Blockbuster sounds the bankruptcy alarm, again

For the second time in one year, Blockbuster has warned that it may have to file for Chapter 11 bankruptcy protection.

I just read the part of Blockbuster's regulatory filing that describes all the ways the rental chain's business is in jeopardy. There's not much in there we haven't heard before, but going through it all makes the situation look pretty grim (to see for yourself, read pages 26 through 32 in the filing).

Basically, Blockbuster acknowledges that its ability to survive is under attack from every possible angle. The obvious culprits are mail-order DVD services such as Netflix, rental kiosks such as Redbox, cheap DVD sales from other retailers, video on demand services through cable and the Web and other uses of leisure time besides watching movies.

The one advantage Blockbuster enjoys over these competitors, at least from major studio Warner Bros., is a 28-day lead over Netflix and Redbox in getting new releases. Warner benefits from this deal due to revenue sharing, but Blockbuster still worries that this business model could collapse if other distribution methods prove more lucrative for the studios.

One threat I didn't immediately think of were major retailers such as Best Buy and Wal-Mart, but Blockbuster says those stores can offer lower prices on DVD sales as a way to lure people into their stores and sell other products.
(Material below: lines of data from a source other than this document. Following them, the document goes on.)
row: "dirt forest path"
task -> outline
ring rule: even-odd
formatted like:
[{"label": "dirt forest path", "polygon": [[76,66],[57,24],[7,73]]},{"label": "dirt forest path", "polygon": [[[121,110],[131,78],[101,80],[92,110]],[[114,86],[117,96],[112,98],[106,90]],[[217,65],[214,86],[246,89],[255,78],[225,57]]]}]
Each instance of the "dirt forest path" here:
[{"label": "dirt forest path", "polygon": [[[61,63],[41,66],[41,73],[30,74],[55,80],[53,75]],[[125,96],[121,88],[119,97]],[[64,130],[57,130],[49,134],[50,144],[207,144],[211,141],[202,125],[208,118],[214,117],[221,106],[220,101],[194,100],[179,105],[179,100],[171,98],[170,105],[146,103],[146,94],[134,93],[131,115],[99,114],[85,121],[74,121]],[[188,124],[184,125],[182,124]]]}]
Blockbuster is trying to expand beyond brick-and-mortar stores, with a mail-order service, rental kiosks and digital downloads, but there are two problems that the chain acknowledges: Success with these new ventures isn't guaranteed, and any investment of time and money pulls resources away from Blockbuster's core business model. It's a double-edged sword.

What does all this mean for consumers? While many of Blockbuster's attempts to generate cash won't directly affect its customers, it's possible that the chain will close more stores, as it did twice last year. Blockbuster may also sell some of its assets overseas, keeping the brand name intact until the company can build a stronger online presence. The recent return of late fees probably had something to do with Blockbuster's cash needs as well.

I'll give Blockbuster credit for surviving a brutal 2009, but this year isn't shaping up to be any better.